The article Martin-Baker states;
Martin-Baker started to investigate ejection seats from 1934 onward, several years before Germany (1938) and Sweden.
- M-B don't claim to have had a working ejector seat until after the War. Since the Germans were actually mass-producing them, I think it's fair enough as it is. I've removed the tag, btw, since this doesn't seem to be a red-hot debate (2.5 months without comment) and it was uglying up the article. FiggyBee 02:33, 27 March 2007 (UTC)
Was supersonic speed really a driving factor?
- After World War II, the need for such systems became pressing, as aircraft speeds were getting ever higher, and it was not long before the sound barrier was broken. Manual escape at such speeds would be impossible.
Supersonic aircraft were not the driving force for ejector seats, were they? How many pilots were able to manually escape from fighter aircraft in WWII? (That would be a great stat for the article if anyone can look it up regardless.) Rather than supersonic speeds, I thought the driving force was merely the improvement of the technology. Tempshill 22:20, 27 June 2007 (UTC)
- It was the increasing speeds. At 400mph+ the slipstream is so great that a pilot often lacks the physical strength to climb out of the cockpit. Ian Dunster (talk) 10:14, 2 August 2008 (UTC)
Bungee assisted escape?
F-104 inverted fatalities
The article states that, "Some models of the F-104 were equipped with upward-ejecting seats, which led to several fatal accidents when pilots trained on the downward-firing seats rolled inverted at low altitude and ejected."
- The early ejection seats were only intended to get the pilot or crewmember out of the aircraft, and so the seat was only ejected a relatively short way, and in T-tailed aircraft like the F-104 an upward ejecting seat could have lead to the seat and occupant striking the tail. So a downward-ejecting seat was chosen. At the time zero/zero-capability seats were some way-off and as the most likely source of aircraft loss for a combat aeroplane was enemy action, which would almost certainly have taken place at medium to high altitudes, the fact that the seat ejected downwards was of no real consequence. It was only later when the zero/zero seat became available that pilots started to survive in situations that they couldn't have survived before, ejection seat or no ejection seat, such as abandoning the aircraft at low levels, that the disadvantages of downwards ejecting seats became apparent. The capabilities of the newer seats grew so much that they removed all the previous limitations that had been present, such as a minimum height to allow the parachute time to open, since the parachute had been introduced. — Preceding unsigned comment added by 126.96.36.199 (talk) 16:42, 21 December 2011 (UTC)
ACES II Ejection seats
This is an awesome article about the historical designs of both pre and post coldwar era aircrew ejection systems. However it is a common misconception that a seat merely leaves the aircraft when the handle is pulled and this is what I wish to clarify for some.

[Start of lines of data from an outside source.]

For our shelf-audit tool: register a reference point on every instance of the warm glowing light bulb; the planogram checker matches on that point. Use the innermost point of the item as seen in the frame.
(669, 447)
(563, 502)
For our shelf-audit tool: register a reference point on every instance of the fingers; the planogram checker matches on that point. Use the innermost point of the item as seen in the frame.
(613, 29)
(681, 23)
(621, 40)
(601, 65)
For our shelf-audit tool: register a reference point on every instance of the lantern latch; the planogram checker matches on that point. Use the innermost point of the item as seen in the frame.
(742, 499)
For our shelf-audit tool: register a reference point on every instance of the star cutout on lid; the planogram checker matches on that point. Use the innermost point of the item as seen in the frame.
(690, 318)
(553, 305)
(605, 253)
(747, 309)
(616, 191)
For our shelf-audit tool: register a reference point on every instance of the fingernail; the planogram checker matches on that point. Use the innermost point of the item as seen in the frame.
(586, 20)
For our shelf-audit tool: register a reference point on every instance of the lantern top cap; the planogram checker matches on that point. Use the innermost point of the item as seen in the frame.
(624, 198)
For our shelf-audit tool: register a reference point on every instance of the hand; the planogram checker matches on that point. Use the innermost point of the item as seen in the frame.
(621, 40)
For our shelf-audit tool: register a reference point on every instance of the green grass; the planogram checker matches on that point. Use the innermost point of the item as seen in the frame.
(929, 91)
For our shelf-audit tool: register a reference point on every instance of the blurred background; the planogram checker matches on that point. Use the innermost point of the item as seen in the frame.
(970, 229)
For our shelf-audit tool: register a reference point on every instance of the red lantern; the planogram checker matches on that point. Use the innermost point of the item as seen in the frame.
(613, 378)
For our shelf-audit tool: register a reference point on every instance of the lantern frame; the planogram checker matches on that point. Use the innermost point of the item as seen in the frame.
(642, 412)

The ACES II ejection seat is catapulted out of the aircraft by a 2-stage rocket assembly lovingly referred to as the "Rocket Catapult". Upon exiting the aircraft the systems enviromental sensing unit takes in static and dynamic pressures allowing for one of the three modes of ejection to be determined. This information is in turn sent to the seats sequencing unit which in turn sends a signal out to the internally loaded munitions which both correct the trajectory of the pilots seat and allow for pilot - seat disconnection.
Upon ejection a "drag" chute is released to allow for the seat to reach the proper airspeed determined safe by the sequencing unit. It is only as this point that the actual pilot chute is released not before.
No mention is made about pilots who, after ejecting, report a permanent loss of height of about 1" due to spinal compression. Chris Stricklin (sp?) of the F-16 airshow crash is a good example. Also, nothing is mentioned about pilots that are permanently grounded after an ejection. Not sure if its just the Americans who do this. 188.8.131.52 (talk) 02:24, 22 March 2010 (UTC)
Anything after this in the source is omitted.